In 2011, Jonathan Haidt, a psychology professor at the University of Virginia, gave a talk at the Society for Personality and Social Psychology in which he argued that political conservatives were under-represented in social psychology and that this hinders research and damages the field's credibility. In 2015, Haidt was contacted by Nicholas Quinn Rosenkranz, a Georgetown Universitylaw professor, who had given a talk to the Federalist Society discussing a similar lack of conservatives in law and similarly argued that this undermines the quality of research and teaching. Haidt and Rosenkranz formed "Heterodox Academy" to address this issue. Initial funding for the group came from the Richard Lounsbery Foundation and The Achelis and Bodman Foundation. The Heterodox Academy website was launched with 25 members in September 2015. A series of campus freedom of speech controversies, such as those surrounding Erika Christakis at Yale and the 2015–16 University of Missouri protests, coincided with an increase in membership. Membership was initially open to tenured and pre-tenure professors, but has been expanded to adjunct professors, graduate students, and postdoctorals.

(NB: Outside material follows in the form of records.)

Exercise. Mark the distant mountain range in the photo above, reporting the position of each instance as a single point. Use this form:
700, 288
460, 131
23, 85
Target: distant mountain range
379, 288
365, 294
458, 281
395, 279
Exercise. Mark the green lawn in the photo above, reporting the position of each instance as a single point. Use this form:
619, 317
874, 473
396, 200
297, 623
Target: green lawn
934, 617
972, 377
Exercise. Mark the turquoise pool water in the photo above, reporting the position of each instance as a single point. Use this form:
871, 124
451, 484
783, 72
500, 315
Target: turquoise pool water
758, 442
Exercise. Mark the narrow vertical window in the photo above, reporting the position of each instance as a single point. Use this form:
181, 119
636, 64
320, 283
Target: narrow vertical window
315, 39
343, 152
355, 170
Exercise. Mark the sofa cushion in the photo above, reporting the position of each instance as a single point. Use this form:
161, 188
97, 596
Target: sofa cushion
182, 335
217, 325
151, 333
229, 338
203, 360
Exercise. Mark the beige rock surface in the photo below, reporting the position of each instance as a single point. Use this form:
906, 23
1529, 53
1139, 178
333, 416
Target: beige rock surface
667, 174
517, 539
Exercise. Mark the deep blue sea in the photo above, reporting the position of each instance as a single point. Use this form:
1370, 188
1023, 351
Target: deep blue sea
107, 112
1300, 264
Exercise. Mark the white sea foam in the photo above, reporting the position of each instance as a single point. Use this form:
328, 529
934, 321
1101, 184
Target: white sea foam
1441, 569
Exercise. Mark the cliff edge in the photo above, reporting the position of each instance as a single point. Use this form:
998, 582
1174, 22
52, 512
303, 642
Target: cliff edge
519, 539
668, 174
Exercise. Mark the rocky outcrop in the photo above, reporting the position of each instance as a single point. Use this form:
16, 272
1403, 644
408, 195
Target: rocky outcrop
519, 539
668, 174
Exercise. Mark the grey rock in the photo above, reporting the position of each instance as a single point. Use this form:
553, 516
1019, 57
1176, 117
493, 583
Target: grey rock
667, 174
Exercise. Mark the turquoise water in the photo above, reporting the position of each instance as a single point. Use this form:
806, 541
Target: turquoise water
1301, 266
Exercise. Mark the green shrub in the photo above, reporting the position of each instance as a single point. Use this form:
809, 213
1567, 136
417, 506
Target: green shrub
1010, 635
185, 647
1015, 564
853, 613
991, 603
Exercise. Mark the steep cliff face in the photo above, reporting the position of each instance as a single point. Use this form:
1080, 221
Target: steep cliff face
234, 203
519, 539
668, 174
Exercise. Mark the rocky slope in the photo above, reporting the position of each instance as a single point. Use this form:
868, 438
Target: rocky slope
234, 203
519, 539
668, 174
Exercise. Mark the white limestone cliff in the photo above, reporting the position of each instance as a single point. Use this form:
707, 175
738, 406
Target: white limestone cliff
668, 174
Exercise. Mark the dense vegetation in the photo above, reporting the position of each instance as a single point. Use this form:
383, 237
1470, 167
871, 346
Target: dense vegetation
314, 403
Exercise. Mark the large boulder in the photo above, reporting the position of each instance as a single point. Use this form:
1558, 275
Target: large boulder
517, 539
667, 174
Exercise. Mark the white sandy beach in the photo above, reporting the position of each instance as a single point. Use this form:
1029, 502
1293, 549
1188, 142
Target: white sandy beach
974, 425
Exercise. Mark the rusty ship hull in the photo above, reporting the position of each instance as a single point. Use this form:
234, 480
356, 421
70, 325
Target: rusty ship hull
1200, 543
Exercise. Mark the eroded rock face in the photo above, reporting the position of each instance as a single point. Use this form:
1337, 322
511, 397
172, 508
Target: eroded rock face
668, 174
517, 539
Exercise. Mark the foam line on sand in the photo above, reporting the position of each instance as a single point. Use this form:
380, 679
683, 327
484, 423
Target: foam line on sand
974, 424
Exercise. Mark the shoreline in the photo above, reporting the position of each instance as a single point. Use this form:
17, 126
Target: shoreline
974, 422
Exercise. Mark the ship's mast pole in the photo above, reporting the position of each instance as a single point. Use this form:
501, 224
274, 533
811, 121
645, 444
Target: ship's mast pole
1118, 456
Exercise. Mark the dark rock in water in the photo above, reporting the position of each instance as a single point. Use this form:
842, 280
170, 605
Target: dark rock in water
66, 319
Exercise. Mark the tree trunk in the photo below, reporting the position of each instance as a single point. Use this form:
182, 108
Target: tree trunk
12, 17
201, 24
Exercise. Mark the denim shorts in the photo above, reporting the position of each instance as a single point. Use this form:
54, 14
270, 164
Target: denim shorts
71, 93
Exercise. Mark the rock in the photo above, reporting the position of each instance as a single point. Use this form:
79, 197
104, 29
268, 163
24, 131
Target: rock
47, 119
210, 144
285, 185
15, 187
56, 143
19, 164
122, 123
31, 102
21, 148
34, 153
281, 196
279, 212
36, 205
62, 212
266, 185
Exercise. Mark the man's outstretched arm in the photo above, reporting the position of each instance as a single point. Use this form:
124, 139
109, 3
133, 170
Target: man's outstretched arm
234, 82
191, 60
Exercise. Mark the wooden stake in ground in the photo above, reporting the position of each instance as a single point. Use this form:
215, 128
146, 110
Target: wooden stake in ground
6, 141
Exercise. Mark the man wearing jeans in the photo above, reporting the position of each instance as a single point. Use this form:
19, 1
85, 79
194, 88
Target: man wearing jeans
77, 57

The group has a selective membership application process which is partly intended to address imbalances toward any particular political ideology. In July 2017, the group had 800 members internationally. As of February 2018, around 1,500 college professors had joined Heterodox Academy, along with a couple hundred graduate students. In 2018, Debra Mashek, a professor of psychology at Harvey Mudd College, was appointed as the executive director of Heterodox Academy. In 2020, the organization had around 4,000 members.
Programs and activities
In 2016 and 2017, Heterodox Academy published an annual Heterodox Academy Guide to Colleges, a ranking based on "political conformity and orthodoxy". In June 2018, Heterodox Academy held an inaugural Open Mind Conference in New York City, featuring several academic guests recently involved in campus free speech issues, like Robert Zimmer, Lucía Martínez Valdivia, Allison Stanger, Alice Dreger, and Heather Heying. Heterodox Academy operates an online platform named "Open Mind" that seeks to reduce political polarization in schools and workplaces. The organization also administers a "Campus Expression Survey", designed to allow professors and college administrators to survey their students' feelings about freedom of expression on campus.
Ideology and reception
Heterodox Academy formally describes itself as non-partisan. In 2018, the group's website described its mission as encouraging political diversity to allow dissent and challenge errors. According to Vox's Zack Beauchamp, Heterodox Academy advances conservative viewpoints on college campuses by playing into or presenting the argument that such views are suppressed by left-wing bias or political correctness. Commenators such as Beauchamp and Chris Quintana, writing in The Chronicle of Higher Education, have disputed Heterodox Academy's assumption that college campuses are facing a "free-speech crisis", noting the lack of data to support it and arguing that advocacy groups such as Heterodox Academy functionally do more to narrow the scope of academic debates than any of the biases they allege.